Иван пристыженно молчал. Он не помнил ничего, он понятия не имел, какой именно ущерб причинил бедному снурлу, будучи в беспамятстве, и спросить о том не решался, чтобы не опозориться еще сильнее. «Это надо же было так набраться, да еще в чужом мире! Придурок, иначе не скажешь! Идиот!» — ругал себя Иван на чем свет стоит. А Кьетт слушал его мысли и тихо радовался: значит, осознал свою вину человек, не совсем он пропащий… Откуда ему, нелюдю по природе, было знать, что грешить и каяться — это тоже типично человеческая традиция?
На четвертый день их болезненного бездействия возле маленького серого домика тетушки Манизы остановилась великолепнейшая санная карета, четверкой вороных запряженная, в пух и прах раззолоченная. Из кареты вышел вельможа в парчовом кафтане и распахнутом плаще на меху, в затейливой шляпе с пером белого фазана, в сапогах со шпорами и ремешками. В руках он держал самую шикарную из всех корзин, когда-либо существовавших в природе. Сплетена она была из золотого прута, украшена топазами и благородной шпинелью и весила, судя по натужному виду вельможи, немало. В общем, именно такой и должна быть корзина, достойная вмещать в себя законного супруга принцессы и первого героя континента. Семеро лучших мастеров королевства трудились над ее созданием три дня и три ночи, без отдыха и сна, и из рук их вышло подлинное произведение ювелирного искусства! Кьетт Краввер даже расстроился:
— Ну вот! Если ты увеличишься, такая красота станет ненужной, пропадет зря! Подумай, может, оставить все как есть?
Рыцарь Симиаз смерил его суровым взглядом, ответил холодно:
— Когдая увеличусь, моя жена станет держать здесь рукоделие. А если вы намерены и дальше городить чепуху, вместо того чтобы говорить о деле, то я велю себя унести и вернусь, когда вы будете настроены более конструктивно.
— Не надо! — поспешил вмешаться снурл. — Мы настроены весьма конструктивно. Продолжим разговор! Энге больше не будет отвлекаться, ведь правда?

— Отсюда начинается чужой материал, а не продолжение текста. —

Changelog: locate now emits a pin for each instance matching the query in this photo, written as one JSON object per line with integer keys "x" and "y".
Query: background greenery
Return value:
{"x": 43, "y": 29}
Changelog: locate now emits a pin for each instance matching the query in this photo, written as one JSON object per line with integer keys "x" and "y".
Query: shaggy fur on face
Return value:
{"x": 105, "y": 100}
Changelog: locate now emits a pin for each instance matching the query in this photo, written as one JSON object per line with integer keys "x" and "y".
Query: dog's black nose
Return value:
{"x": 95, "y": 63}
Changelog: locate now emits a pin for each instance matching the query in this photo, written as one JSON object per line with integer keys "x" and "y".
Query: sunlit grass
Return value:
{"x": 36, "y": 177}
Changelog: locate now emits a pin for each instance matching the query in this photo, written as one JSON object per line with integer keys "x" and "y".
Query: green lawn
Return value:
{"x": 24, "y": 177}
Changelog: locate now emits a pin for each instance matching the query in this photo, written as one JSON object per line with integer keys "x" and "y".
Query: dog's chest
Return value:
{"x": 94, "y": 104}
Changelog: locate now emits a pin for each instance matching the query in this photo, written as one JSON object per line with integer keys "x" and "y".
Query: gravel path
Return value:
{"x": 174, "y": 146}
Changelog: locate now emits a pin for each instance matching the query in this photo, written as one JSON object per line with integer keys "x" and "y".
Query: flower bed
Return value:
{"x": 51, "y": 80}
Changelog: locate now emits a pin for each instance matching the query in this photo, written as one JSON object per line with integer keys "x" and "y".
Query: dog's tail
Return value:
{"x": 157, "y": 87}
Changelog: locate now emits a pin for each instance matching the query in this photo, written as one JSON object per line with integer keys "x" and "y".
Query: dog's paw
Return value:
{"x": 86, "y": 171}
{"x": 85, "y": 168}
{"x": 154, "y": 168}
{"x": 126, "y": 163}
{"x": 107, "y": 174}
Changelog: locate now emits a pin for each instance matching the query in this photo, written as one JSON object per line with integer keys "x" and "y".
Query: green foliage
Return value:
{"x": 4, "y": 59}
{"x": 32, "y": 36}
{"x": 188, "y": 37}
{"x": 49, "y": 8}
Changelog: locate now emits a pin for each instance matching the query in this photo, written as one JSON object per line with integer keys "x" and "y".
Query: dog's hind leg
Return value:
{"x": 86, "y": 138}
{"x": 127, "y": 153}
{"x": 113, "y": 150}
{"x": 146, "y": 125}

— Не буду, — согласился тот. — Ваши корзины, обращайтесь с ними как хотите! Хоть рукоделие держите, хоть на помойку выбрасывайте — мне дела нет! — У него с утра было дурное настроение, раздражало вынужденное бездействие.
Но теперь бездействию этому, похоже, настал конец. Вот что поведал чужеземцам рыцарь Ге-Минрезо.
Едва оправившись от последствий свадебного пира, он, движимый чувством долга, завел с молодой женой разговор о Божественной Сандалии. Он ничего не скрывал, объяснил, что с ее помощью можно разрушить злые чары, но только в том случае, если она будет передана в руки третьим лицам и вывезена из королевства. Слова эти дались Симиазу нелегко, он был уверен, что получит отказ, и готов был выслушать суровую отповедь. Каково же было его удивление, когда молодая жена пожала сухонькими своими плечиками и небрежно бросила: «Интересно, кому так понадобилась эта старая божественная рухлядь, что ради нее даже околдовали человека?!»